The consequences of this disruption were severe. Diseases once on the brink of eradication made alarming comebacks. For instance, over 60 million children missed their measles vaccinations globally, contributing to significant surges in measles outbreaks in several regions. Missed vaccinations also increased the threat of polio, diphtheria, and other preventable illnesses, especially in overcrowded or under-resourced communities.

In Kenya, the situation mirrored global trends. The pandemic led to a sharp decline in routine childhood immunisation coverage. Thousands of children missed critical vaccines in 2020. In some counties, the administration of the third dose of the diphtheria, pertussis, and tetanus vaccine (DPT3)—a key indicator of immunisation coverage—dropped by as much as 25 per cent. Although the government later launched catch-up campaigns, reaching an estimated 3 million children.

The implications of missed immunisations go far beyond the individual child. Unvaccinated populations reduce herd immunity, making it easier for diseases to spread.

On June 6, it was reported that 12 of Kenya’s 47 counties have completely run out of vaccines, marking the second time this year the country has faced such shortages, the Ministry of Health confirmed in a statement released on Friday by Principal Secretary Ouma Oluga. The Ministry highlighted that the nation is currently experiencing critically low stock levels of several essential vaccines.

On Thursday, Health Cabinet Secretary Aden Duale flagged off a major shipment of life-saving vaccines, signalling renewed momentum in Kenya’s child immunisation efforts.

The country has received over six million doses—3 million of the Bacille Calmette-Guérin (BCG) vaccine, which protects against tuberculosis, and 3.2 million doses of the Oral Polio Vaccine (OPV). This delivery, made in collaboration with UNICEF and other immunisation partners, comes amid recent worries about stockouts of critical childhood vaccines.

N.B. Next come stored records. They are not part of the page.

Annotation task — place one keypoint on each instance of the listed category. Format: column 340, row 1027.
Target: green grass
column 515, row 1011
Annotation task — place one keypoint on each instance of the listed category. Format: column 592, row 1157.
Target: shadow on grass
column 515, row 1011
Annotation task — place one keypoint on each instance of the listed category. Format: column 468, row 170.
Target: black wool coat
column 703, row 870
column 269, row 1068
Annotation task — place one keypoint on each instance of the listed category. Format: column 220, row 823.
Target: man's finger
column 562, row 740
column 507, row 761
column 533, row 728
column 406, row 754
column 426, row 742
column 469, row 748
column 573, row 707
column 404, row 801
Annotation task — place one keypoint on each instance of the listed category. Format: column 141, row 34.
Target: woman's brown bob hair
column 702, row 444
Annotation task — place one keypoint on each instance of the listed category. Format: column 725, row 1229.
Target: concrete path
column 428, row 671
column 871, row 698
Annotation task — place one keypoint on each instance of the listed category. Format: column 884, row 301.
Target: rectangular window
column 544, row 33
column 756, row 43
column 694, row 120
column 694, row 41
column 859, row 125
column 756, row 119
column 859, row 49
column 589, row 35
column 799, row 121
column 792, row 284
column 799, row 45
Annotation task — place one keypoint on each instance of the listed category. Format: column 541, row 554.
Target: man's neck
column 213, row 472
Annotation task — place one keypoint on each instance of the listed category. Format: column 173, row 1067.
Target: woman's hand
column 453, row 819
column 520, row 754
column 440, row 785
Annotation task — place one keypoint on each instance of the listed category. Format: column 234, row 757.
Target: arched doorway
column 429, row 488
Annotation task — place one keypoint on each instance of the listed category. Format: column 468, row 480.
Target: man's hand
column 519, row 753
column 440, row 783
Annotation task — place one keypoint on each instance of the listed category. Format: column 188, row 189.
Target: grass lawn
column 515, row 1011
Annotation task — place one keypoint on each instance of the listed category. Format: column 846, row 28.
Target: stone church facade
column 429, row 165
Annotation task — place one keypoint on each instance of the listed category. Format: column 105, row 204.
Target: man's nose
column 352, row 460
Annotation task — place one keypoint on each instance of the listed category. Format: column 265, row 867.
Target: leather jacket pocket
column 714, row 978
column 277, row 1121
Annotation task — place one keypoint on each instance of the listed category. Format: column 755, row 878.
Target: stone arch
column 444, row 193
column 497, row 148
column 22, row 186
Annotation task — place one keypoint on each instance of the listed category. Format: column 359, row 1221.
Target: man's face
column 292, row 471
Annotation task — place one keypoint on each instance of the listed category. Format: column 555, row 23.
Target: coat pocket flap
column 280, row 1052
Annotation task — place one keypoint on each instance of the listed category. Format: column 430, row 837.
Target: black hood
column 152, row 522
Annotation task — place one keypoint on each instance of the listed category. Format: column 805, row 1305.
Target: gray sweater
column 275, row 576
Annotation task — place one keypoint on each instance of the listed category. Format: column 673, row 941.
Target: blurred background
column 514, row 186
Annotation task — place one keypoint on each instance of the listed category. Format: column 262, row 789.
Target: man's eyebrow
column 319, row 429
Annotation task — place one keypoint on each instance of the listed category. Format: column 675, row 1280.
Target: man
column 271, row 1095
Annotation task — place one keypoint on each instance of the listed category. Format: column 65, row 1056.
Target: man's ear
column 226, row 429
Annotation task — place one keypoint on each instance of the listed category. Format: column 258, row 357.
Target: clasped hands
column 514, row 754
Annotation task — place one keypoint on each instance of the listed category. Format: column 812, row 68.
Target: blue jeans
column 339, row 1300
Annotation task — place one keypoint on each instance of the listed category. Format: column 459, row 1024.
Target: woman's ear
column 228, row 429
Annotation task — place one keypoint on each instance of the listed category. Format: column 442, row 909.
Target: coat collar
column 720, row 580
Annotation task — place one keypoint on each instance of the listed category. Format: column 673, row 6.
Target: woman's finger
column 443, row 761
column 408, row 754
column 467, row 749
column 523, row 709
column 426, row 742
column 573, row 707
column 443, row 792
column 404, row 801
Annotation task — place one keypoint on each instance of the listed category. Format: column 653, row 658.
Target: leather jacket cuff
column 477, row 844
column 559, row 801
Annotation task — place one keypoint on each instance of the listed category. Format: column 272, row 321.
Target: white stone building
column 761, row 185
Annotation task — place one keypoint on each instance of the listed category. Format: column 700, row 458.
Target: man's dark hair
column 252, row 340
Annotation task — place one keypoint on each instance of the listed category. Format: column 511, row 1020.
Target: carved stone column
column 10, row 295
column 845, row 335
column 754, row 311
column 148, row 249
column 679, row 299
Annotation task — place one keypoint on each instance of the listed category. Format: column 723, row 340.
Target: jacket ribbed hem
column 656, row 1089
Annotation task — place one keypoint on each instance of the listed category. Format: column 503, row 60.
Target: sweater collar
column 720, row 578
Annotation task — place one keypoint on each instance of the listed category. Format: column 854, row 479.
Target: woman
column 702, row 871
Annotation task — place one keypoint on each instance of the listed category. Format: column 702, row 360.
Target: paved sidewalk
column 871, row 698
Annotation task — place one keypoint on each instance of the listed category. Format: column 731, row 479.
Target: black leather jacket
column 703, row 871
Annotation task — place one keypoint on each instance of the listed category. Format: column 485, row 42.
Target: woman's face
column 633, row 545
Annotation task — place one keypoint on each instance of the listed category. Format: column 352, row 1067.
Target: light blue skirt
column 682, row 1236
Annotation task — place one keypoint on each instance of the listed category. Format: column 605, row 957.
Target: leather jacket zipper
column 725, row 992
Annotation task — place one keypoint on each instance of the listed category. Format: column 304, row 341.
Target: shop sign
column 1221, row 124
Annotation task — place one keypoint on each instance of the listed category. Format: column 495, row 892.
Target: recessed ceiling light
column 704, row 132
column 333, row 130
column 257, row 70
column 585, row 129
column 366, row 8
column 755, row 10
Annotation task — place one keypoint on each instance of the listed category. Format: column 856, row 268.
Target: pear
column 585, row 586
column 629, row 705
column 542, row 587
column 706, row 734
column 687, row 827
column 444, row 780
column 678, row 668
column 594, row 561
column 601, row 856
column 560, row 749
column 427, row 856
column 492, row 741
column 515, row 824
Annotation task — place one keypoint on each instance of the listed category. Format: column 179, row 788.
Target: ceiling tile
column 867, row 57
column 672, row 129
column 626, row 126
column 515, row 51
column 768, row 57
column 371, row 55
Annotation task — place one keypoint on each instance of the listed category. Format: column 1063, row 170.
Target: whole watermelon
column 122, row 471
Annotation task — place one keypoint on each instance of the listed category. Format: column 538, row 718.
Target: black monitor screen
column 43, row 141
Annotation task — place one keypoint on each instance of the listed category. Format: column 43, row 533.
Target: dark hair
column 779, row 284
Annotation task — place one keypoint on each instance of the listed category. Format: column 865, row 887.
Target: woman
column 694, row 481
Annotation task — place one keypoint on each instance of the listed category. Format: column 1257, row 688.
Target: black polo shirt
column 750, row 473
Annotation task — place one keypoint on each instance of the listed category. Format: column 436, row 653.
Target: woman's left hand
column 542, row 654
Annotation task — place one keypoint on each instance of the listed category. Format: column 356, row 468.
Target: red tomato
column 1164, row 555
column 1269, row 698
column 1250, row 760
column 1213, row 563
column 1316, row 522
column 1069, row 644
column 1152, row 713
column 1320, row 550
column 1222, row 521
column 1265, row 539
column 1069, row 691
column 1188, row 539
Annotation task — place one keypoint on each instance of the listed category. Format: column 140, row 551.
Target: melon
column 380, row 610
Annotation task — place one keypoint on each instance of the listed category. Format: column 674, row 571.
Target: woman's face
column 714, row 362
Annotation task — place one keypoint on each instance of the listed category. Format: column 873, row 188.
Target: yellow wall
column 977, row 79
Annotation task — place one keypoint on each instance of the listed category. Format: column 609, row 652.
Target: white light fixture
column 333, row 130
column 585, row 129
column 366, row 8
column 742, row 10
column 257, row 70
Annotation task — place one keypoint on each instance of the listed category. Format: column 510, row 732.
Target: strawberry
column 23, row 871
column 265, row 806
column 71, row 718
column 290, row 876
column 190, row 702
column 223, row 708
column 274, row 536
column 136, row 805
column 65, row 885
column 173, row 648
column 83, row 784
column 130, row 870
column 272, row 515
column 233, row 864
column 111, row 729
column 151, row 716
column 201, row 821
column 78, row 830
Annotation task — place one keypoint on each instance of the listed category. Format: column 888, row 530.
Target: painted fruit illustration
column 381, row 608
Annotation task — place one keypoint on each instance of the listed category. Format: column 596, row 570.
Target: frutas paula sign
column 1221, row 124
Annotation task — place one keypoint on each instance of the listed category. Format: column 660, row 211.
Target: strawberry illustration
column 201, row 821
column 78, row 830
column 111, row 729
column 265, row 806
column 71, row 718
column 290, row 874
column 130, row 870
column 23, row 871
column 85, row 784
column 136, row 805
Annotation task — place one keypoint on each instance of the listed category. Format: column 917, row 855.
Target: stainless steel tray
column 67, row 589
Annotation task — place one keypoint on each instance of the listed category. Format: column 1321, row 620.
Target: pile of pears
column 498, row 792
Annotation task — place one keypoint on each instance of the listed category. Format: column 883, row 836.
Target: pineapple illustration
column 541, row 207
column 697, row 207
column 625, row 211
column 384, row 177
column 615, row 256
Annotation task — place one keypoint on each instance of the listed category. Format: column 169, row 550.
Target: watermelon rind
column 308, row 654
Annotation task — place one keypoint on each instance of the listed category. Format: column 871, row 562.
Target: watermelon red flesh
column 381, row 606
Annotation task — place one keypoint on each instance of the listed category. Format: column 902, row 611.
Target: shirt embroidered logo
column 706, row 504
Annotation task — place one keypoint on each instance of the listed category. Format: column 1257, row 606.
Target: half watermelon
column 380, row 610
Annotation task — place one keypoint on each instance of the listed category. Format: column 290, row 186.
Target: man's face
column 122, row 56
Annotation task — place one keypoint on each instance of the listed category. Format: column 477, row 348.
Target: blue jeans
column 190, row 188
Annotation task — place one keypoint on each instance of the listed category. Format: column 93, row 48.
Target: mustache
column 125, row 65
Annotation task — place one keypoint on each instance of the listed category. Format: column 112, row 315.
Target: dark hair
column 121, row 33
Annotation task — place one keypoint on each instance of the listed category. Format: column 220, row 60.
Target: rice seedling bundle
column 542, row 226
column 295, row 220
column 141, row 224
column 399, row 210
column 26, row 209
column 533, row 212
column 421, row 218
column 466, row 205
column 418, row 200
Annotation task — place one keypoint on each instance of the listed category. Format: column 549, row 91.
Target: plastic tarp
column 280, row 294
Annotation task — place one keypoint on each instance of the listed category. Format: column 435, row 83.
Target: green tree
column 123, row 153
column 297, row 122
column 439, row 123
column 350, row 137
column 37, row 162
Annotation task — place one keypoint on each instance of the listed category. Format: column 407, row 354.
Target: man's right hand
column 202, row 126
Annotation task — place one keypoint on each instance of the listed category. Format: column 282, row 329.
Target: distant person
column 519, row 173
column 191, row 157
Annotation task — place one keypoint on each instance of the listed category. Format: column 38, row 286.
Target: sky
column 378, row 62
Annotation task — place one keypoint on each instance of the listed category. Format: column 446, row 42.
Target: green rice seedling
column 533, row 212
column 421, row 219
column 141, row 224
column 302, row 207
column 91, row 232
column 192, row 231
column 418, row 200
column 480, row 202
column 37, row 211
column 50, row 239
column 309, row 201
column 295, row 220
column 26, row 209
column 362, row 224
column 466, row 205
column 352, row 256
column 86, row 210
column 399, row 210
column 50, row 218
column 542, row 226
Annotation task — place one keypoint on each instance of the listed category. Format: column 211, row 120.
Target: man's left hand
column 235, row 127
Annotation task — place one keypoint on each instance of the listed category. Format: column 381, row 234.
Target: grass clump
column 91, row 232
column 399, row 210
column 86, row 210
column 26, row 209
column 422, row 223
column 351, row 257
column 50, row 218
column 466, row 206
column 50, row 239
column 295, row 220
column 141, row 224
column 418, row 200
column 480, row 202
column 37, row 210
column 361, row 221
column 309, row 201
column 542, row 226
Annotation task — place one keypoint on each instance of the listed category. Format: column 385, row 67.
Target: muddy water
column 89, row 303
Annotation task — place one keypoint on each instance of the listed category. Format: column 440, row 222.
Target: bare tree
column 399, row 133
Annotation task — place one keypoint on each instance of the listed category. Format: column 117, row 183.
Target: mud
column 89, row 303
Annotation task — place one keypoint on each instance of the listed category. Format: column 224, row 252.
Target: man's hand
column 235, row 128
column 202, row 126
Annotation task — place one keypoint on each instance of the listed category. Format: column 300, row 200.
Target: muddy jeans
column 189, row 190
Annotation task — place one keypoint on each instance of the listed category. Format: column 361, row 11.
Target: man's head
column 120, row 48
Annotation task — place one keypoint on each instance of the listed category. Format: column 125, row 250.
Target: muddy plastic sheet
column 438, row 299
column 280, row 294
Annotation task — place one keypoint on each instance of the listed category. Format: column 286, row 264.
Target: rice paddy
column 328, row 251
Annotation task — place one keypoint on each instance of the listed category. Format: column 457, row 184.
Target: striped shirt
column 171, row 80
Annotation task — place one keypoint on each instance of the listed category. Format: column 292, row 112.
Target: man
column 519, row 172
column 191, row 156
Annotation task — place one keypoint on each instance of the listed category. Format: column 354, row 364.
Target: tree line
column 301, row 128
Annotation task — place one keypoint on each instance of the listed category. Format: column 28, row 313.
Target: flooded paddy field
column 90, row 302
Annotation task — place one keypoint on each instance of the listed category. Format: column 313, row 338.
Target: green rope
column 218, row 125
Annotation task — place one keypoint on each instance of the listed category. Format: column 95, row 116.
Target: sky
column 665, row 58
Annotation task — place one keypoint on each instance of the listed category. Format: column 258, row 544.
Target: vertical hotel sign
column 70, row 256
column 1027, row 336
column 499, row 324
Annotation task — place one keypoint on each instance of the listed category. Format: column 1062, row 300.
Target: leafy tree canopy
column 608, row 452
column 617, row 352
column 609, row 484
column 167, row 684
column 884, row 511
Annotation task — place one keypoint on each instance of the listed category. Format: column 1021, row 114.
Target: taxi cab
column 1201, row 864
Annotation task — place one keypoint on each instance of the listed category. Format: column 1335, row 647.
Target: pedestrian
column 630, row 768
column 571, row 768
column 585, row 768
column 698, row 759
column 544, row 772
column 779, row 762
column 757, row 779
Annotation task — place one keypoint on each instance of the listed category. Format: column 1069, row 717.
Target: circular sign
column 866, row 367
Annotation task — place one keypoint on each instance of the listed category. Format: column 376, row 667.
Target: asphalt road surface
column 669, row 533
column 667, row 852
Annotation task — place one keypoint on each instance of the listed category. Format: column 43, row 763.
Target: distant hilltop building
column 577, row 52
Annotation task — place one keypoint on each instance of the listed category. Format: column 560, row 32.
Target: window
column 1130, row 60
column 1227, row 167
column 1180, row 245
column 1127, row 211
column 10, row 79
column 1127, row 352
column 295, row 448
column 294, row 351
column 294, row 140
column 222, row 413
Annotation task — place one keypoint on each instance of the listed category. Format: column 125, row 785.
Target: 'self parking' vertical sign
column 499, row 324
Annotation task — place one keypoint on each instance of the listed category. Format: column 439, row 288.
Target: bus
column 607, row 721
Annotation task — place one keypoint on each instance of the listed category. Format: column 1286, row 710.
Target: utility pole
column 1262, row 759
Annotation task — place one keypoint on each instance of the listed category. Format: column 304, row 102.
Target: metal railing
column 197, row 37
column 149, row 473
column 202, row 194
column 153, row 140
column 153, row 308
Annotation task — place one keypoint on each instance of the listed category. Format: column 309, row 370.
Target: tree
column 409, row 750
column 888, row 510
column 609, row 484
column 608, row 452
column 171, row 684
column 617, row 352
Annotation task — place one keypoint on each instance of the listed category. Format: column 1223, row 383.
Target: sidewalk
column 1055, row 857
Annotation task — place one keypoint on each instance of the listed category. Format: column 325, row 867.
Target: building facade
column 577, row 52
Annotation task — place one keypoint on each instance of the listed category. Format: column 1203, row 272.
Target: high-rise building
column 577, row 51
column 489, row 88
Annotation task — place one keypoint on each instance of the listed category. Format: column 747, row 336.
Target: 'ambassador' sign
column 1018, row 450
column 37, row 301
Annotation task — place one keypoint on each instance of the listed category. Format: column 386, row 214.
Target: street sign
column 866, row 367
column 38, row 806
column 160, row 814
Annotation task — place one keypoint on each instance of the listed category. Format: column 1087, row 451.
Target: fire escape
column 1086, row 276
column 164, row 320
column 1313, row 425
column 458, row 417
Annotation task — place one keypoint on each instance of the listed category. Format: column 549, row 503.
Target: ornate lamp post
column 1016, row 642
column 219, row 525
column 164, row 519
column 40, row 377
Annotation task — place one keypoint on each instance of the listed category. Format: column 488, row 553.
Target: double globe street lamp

“This consignment was made possible thanks to the swift and commendable action of the National Treasury, and we are deeply grateful for their rapid allocation of resources,” said Duale. “I urge all county health teams to prioritise vaccine distribution to restore full immunisation coverage nationwide.”

He called on parents and guardians to take their children to the nearest health facility for any missed or upcoming vaccinations. “These vaccines are now available, and this is the time to ensure every child is protected against deadly but preventable diseases,” he said.